I talk to Ben (Knapper) twice a week, and then when we came this week, my son Mike and I spent two hours with the assistant coaches and got to know all of them really well, and Ben and Neil (Adams) were part of it, and then we spent another 90 minutes with them alone, then in the board meeting on Wednesday, I'd say Ben's presentation was over an hour, and I'm otherwise talking to him twice a week, because it takes a while to process all this.
If we have to make a quick decision, it seems like in these transfer windows, for example, even though they're months in advance, and there for weeks at a time, you have to make quick decisions. We'll be ready to make a quick decision if we need to do it.
I would say in both sports, in 20 years, there have been probably hundreds of decisions, and maybe we haven't supported under 10 of them, and it's because the decision wasn't matching up with what the stated plan was.
Ben is as disciplined as anybody, so I don't think he's going to veer from his plan, but if he does, and he has a good reason to, then as an owner you can set a tone, and provide resources, and then you need to provide a path for people to succeed.
Whether it's the sporting side or the business side. If they want to do something, you have to help them do it and make sure you have to ask intelligent questions, but I'm not going to replace my judgment for Ben Knapper’s.
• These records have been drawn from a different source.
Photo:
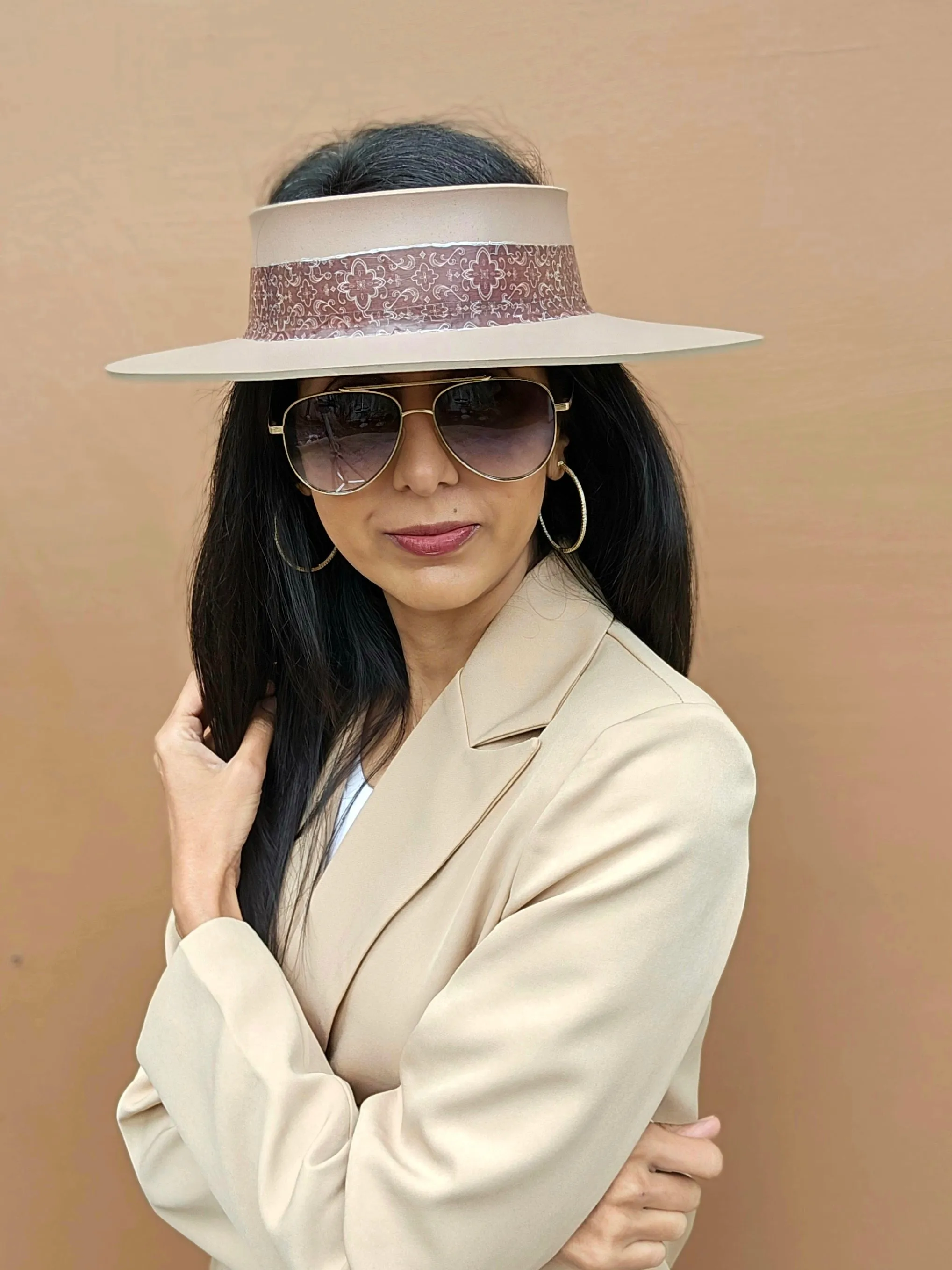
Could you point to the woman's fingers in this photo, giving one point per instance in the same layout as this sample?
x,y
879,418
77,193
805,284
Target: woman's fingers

If he's got an idea that's out of the box for this transfer window, and it's a little different than we've talked about, and he's committed to, we're going to support him.
The challenges
We're going to stick with it, and you know, we need to be patient. My son Mike cautioned me that is not out of a lack of confidence, but you have to be realistic about what it's going to take, and to be realistic about not straying from what you think is right in the bigger picture. The goal is to get to the Premier League, and then ultimately, to stay there.
If I draw a parallel with what we have done in baseball it took only three or four years to get to play-off contention, but it took 12 years to be sustainably always in there. You have to get yourself ready for that. And it's not so much to not get disappointed, but to not stray from what your programme is.
There's already clubs in the Premier League that do what we're trying to do, so we just have to do it as well, and we have to hope that some of them will stray generally and we will be ready to barge through that door.
In my money management business, we've done the same thing for 34 years, and now this will jinx that by saying this, to almost never make a bad loan in a very highly risky business with almost $50 billion to invest, because we do the same thing, and we don't stray. Of course, we adapted it over time.
We now focus more on free cash flow and non asset rich companies, but we stick to what we know. That's why we have Richard Ressler joining as a director. I never went into real estate. We know how to make investments in corporations. He knows how to develop and manage real estate. He's got tens of billions of dollars in his firm and so if we're looking at figuring out how we can develop Carrow Road then we need a person like Richard.
He came out and spent two days here talking to the people inside the club and looking at the stadium. He's the expert in that, not me, but we're going to bring expert advice to what we do here, and stick to our discipline and what our plan is.